Gosh, I thought, maybe she’s trying to reinvent herself as an intellectual in the wake of her second divorce.  Doesn’t sound like the kind of thing she’s usually up to.  I thought she preferred cavorting in Ibiza night clubs, if we’re to believe the tabloid newspapers.

I’d driven another mile before I realised that John Humphrys was not talking about the infamous Katie Price, aka glamour model Jordan, but the Middle Eastern nation.

It’s not the first time I’ve been confused by a country’s name.  Years ago, at a dinner party, the whole table was held in thrall by the hostess’s account of domestic habits in Iceland.  It was only when someone piped up “I didn’t know you’d been there for your holidays” that it emerged she’d actually been talking about Iceland, the popular frozen food chainstore. I’d been wondering how she knew so much about foreign shopping bags.

There’s something rather appealing about hijacking a country’s name for other purposes.  I’m usually a traditionalist with babies’ names – I did after all choose Laura for my own daughter – but I rather like the growing trend for calling children after countries. India and China suggest elegant, dainty girls, while states’ names like Georgia and Alberta summon up a more robust, outdoorsy type.  Nations terminating in a consonant sound more masculine.  Israel, of course, and Chad have long been used as boys’ names, but Egypt and Sudan would be equally rugged. How refreshing it would be to see a little America and Libya holding hands in the playground, or Laos and Denmark playing tag. Report some of these events on the news and we could all believe that we’re living in a new, more peaceful age, at least for a pleasant, fleeting moment.

Posted in Family, Personal life

The Guinea Pig Has Left the Building

Brownie the guinea pig with Laura the Brownie
Brownie the guinea pig with Laura the Brownie

Daffodils in bloom – check.  Wild garlic in full pungent flower at the roadside  – check. Tiny white blossoms starring the bare branches of our plum trees – check. Children shrieking as they bounce up and down on the trampoline – check. Spring solstice (and my parents’ wedding anniversary) – check.  But it’s still not officially spring in our household until another important ritual takes place.

In these confusing times of climate change, it’s not always easy to spot the season.  My husband has just invested in a weather station to help us get our bearings.  A neat white plastic box displays the current time, date, temperature, air pressure, humidity, cloud cover and precipitation.  It gleans this information from a smaller white box with which it has some sort of remote communication.  According to the weather station, we experienced a fabulous run of weather the first week after he bought it  – until we realised that the smaller white box was meant to be placed out of doors, rather than on the other side of the kitchen.

But we have a more reliable indicator of the seasons.  It’s small, brown and furry, and makes endearing cheeping sounds whenever we pass by.  The volume increases in direct proportion to the volume of cucumber in our hands.

Brownie travels around according to the season.  In the summer, she grazes all day on the lawn, safe under a vast chickenwire run, constructed by my husband for her enjoyment (he can’t bear to see an animal in a cage).
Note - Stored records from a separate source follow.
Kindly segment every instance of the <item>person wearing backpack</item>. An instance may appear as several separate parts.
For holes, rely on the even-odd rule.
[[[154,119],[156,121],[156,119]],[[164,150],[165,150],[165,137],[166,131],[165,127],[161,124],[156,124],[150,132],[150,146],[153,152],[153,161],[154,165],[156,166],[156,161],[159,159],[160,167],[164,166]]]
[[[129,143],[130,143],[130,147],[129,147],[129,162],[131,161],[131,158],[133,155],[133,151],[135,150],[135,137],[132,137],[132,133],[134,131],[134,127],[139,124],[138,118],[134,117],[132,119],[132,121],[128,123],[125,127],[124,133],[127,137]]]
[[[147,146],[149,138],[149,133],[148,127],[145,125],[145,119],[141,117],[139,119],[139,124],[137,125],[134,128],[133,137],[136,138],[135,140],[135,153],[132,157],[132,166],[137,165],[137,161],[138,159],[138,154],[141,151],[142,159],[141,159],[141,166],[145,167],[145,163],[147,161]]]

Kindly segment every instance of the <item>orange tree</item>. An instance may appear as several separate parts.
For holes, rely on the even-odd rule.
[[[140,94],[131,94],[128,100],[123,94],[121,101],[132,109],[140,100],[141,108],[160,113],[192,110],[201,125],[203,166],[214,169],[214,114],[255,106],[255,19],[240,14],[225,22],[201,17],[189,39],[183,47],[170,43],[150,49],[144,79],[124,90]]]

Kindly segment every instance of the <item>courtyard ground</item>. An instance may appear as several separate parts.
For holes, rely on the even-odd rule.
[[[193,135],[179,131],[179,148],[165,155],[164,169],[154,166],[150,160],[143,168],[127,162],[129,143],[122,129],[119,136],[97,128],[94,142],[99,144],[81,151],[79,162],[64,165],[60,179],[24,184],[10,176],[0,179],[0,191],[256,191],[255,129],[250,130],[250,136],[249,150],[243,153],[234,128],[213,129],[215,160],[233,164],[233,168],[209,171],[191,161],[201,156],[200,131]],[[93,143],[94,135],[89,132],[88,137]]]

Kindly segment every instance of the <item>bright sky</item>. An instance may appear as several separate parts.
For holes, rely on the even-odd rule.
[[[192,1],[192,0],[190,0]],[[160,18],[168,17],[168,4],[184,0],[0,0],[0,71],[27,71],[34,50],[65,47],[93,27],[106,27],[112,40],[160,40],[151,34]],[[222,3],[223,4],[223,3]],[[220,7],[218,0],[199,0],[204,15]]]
When we go on our summer holiday, out comes her summer palace – a large but lightweight, portable plastic house that just about fits in the back of my Ford Ka.  We take palace and pig to my brother or sister’s house, where Brownie enjoys the materialistic life of a city-dweller, spoiled with treats  from the nearby pet superstore and trimmings from Marks and Spencer salad packs.  Last year she came back from her summer holiday with a red and yellow pop-up tent.  (No guinea pig should be without one.)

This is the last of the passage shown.